AWS re:Invent 2023 - How to build generative AI–powered American Sign Language avatars (BOA305)

Summary

  • The session was presented by Alaki Eswaradas and Suresh Pupandi, senior solutions architects at AWS, and Rob Koch, a principal data engineer at Slalom who is deaf.
  • The talk focused on building generative AI-powered American Sign Language (ASL) avatars to aid communication for the deaf and hard of hearing.
  • The presenters discussed the importance of accessibility and assistive technology, highlighting the curb cut effect and its relevance to subtitles and other assistive tools.
  • They introduced GenASL, an application that translates speech or text into ASL animations or videos using AWS Cloud and generative AI capabilities.
  • The solution approach involves three steps: converting audio to English text using Amazon Transcribe, generating ASL gloss with Amazon Bedrock and Anthropic Cloud V2 LLM, and creating signed videos using MMPose and RTMPose models.

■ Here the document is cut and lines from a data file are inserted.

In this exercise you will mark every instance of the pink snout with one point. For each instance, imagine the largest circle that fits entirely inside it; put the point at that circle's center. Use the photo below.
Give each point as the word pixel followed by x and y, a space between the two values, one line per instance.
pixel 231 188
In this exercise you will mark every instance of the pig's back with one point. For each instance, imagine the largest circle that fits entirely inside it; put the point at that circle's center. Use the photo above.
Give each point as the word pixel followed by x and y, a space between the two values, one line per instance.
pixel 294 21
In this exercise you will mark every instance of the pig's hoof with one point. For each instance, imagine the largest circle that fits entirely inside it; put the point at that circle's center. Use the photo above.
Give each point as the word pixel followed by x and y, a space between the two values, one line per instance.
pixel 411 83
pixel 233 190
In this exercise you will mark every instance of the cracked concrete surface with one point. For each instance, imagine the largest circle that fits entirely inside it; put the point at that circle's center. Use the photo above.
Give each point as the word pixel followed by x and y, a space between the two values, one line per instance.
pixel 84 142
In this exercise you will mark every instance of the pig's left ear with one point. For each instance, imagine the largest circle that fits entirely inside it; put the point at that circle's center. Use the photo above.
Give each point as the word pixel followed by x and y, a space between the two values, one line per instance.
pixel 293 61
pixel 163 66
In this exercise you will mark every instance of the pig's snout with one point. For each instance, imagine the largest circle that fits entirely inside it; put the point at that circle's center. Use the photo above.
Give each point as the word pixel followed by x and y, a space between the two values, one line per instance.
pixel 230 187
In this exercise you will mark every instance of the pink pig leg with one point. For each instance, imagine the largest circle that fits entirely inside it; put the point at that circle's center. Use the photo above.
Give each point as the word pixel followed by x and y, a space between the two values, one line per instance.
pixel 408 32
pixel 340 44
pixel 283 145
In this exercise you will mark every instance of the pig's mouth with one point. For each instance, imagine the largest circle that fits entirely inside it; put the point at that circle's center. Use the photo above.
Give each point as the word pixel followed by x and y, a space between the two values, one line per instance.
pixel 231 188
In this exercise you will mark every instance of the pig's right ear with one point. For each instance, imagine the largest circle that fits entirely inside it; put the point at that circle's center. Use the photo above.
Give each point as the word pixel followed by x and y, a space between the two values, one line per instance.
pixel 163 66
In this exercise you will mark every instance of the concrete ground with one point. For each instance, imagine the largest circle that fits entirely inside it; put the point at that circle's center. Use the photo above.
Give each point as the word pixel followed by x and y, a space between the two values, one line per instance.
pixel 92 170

  • A live demo of the GenASL application was shown, demonstrating its ability to accept audio, speech, or text input and generate corresponding ASL videos.

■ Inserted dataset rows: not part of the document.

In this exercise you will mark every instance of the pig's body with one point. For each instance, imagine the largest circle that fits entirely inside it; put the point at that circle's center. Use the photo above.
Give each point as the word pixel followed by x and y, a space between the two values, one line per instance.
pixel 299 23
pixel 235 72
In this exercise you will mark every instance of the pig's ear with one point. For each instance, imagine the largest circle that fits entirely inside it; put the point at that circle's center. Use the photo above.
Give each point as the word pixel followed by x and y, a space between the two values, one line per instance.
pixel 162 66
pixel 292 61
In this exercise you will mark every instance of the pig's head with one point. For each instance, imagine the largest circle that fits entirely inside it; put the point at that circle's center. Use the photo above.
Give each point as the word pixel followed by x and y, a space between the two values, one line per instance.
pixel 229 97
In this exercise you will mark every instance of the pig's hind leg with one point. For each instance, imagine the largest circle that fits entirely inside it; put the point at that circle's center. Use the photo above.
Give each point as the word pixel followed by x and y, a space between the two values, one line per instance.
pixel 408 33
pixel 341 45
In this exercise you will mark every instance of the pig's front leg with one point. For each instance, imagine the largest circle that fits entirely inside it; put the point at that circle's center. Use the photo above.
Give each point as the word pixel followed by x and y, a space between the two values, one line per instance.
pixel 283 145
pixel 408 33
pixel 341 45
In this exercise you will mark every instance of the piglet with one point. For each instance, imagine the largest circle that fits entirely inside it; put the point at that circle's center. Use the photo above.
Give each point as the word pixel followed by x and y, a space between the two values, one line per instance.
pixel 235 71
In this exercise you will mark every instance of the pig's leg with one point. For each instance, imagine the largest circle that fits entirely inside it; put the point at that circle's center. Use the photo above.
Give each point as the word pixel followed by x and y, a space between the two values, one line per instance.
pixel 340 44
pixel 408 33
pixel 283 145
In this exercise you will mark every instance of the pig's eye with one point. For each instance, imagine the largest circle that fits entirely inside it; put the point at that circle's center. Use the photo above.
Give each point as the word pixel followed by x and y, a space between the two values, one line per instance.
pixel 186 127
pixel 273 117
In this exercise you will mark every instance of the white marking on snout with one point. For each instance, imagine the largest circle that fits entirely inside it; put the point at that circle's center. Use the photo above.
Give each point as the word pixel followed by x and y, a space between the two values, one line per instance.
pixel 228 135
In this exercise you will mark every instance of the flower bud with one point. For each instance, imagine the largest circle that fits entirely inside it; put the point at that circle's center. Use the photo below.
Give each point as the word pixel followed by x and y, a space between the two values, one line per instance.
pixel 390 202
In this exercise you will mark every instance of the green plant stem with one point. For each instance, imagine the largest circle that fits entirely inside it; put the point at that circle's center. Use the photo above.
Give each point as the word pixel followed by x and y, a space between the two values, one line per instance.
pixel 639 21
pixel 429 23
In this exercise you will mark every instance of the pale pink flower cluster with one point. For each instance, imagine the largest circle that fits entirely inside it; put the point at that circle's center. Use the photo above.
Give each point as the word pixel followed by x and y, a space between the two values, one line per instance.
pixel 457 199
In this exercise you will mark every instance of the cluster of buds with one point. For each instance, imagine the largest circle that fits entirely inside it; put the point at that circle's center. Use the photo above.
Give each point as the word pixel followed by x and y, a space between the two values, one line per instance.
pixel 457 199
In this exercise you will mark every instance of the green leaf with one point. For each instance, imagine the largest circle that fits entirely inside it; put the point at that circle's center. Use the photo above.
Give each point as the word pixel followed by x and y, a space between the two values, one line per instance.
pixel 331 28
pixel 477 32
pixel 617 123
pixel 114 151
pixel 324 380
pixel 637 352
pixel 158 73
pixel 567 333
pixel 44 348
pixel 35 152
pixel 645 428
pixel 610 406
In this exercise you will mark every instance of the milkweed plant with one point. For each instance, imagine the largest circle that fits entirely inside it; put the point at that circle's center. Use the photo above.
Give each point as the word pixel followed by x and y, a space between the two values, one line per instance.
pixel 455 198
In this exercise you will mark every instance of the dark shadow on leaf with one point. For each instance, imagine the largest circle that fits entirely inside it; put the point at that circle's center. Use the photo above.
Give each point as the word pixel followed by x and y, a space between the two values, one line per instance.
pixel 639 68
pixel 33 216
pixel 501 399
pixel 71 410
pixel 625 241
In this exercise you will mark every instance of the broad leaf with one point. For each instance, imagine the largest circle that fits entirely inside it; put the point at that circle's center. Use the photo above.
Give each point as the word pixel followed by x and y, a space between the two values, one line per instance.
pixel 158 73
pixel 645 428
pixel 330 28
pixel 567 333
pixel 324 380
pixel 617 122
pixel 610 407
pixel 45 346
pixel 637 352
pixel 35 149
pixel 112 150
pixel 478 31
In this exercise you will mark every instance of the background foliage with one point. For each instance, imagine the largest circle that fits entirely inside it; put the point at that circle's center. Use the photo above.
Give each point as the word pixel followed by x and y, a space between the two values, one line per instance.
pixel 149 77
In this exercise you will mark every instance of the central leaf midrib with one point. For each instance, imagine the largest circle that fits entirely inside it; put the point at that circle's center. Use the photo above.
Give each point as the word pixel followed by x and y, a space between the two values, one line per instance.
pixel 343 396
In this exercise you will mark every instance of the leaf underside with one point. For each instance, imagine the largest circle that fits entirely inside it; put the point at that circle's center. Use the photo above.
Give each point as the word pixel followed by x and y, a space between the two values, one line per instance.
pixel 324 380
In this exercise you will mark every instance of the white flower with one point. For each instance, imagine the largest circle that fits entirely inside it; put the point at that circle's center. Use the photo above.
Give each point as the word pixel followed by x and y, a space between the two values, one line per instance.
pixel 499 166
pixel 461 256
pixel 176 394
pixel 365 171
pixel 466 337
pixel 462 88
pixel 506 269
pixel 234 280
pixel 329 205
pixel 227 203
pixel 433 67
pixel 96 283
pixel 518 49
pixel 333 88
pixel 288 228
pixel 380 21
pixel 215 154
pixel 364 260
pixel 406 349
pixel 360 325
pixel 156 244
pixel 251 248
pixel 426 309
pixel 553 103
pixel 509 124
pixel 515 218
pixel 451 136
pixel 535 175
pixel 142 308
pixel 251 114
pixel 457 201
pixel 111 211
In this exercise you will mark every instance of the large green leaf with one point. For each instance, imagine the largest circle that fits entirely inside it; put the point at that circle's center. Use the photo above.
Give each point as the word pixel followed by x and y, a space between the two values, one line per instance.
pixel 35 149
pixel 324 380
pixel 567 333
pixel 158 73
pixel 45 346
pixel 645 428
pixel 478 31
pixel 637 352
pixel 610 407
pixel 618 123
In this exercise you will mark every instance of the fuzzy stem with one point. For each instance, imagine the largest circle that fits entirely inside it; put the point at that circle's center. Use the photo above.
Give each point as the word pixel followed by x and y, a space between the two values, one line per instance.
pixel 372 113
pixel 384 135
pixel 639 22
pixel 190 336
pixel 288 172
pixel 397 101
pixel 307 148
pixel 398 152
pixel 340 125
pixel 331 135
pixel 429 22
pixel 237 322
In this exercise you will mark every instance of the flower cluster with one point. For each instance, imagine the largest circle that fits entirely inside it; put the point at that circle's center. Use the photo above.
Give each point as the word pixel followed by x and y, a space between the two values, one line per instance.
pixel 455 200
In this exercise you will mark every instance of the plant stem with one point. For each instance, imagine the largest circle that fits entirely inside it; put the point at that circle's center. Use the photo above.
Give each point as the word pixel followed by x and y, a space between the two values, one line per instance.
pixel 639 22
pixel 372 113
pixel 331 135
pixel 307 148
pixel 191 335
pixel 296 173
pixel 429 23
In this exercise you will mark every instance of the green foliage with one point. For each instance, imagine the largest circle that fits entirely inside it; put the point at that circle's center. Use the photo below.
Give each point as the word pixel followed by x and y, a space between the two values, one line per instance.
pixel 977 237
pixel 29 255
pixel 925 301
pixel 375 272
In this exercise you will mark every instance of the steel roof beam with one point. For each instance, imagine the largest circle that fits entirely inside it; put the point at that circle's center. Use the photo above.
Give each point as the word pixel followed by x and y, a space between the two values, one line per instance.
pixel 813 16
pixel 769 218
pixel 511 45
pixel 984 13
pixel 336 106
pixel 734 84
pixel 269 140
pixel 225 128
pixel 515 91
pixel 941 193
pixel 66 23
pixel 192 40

  • The architecture behind GenASL was detailed, including the use of AWS Amplify, API Gateway, Step Functions, and other AWS services.
  • Future plans for GenASL include creating 3D avatars, improving video smoothness, and developing reverse translation from ASL video to English audio.

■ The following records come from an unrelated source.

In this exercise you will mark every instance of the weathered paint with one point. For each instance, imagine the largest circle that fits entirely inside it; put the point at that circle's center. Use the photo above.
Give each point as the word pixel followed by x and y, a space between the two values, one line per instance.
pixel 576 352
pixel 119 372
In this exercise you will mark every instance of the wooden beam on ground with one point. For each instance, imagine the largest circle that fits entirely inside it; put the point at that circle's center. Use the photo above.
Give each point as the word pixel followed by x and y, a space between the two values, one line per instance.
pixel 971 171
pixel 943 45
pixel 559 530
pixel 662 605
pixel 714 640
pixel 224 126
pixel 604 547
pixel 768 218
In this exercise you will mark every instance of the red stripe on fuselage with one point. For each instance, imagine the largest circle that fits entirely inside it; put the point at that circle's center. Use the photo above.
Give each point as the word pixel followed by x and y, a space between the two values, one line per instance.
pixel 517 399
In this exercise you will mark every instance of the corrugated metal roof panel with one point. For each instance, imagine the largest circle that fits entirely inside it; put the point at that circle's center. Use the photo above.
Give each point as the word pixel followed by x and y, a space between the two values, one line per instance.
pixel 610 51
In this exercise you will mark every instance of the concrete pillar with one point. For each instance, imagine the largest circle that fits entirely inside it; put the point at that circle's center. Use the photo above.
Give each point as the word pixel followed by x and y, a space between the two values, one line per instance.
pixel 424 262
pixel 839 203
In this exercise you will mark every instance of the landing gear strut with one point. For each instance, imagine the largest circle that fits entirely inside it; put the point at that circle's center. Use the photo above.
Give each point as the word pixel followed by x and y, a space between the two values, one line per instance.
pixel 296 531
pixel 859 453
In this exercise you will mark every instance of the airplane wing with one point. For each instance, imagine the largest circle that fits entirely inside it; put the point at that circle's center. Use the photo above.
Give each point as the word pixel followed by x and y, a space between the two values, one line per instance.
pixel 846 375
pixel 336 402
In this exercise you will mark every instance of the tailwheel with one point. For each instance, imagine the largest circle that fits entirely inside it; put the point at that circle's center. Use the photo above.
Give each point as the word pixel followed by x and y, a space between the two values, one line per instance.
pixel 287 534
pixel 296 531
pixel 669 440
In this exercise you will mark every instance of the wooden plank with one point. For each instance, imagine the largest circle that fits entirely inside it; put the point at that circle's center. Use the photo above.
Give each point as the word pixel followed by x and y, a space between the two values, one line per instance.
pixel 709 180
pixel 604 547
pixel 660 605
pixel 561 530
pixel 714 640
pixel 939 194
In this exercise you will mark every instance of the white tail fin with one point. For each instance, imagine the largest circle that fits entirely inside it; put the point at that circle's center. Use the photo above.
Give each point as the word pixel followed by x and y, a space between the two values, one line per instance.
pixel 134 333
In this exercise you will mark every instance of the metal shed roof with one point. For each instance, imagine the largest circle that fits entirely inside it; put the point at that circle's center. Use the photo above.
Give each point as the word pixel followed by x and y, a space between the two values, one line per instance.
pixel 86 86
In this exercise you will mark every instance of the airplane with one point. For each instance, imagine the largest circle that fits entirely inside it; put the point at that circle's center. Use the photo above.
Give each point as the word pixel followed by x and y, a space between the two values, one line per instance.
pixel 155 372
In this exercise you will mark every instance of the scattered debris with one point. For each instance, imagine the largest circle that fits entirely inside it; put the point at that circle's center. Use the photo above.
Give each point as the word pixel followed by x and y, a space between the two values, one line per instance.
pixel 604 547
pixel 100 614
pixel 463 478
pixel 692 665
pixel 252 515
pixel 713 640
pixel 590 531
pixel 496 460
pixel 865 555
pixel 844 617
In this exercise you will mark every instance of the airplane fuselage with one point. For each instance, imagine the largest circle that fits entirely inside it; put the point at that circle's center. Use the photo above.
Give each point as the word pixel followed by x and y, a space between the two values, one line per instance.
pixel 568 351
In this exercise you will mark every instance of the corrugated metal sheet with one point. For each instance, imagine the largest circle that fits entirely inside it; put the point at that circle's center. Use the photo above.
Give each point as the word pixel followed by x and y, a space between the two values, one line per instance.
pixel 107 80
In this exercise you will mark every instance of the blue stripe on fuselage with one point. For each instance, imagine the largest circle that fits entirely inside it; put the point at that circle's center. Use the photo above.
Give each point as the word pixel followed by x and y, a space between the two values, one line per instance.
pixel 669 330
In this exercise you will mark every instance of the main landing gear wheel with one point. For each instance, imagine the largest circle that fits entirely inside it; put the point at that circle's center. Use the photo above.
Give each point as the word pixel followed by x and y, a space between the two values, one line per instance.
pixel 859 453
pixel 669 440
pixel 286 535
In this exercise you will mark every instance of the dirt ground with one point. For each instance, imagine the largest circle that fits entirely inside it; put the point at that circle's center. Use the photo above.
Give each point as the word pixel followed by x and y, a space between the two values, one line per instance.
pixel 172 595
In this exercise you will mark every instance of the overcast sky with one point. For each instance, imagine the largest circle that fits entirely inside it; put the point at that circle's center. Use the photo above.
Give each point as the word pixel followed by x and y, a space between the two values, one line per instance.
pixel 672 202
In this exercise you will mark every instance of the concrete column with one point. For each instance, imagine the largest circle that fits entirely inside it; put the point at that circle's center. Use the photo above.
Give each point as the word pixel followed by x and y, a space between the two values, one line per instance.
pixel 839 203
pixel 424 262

  • The session concluded with a call to action for building products with accessibility in mind and making the world more inclusive.

Insights

  • The GenASL application is a significant step towards bridging the communication gap for the deaf and hard of hearing community, demonstrating the potential of generative AI in creating assistive technologies.
  • The use of AWS services such as Amazon Transcribe, Amazon Bedrock, and AWS Amplify showcases the versatility and integration capabilities of AWS in developing complex applications.
  • The session highlighted the importance of considering accessibility in product development, emphasizing that inclusivity can lead to innovations beneficial to a broader audience, as illustrated by the curb cut effect.
  • The presenters' commitment to improving the GenASL application with 3D avatars and smoother video transitions indicates ongoing efforts to enhance the user experience and realism of the avatars.
  • The potential for reverse translation from ASL video to English audio suggests a future where two-way communication using ASL avatars could become a reality, further aiding inclusivity.
  • The session's focus on practical demonstrations and detailed architecture insights provides valuable knowledge for developers interested in building similar generative AI-powered applications.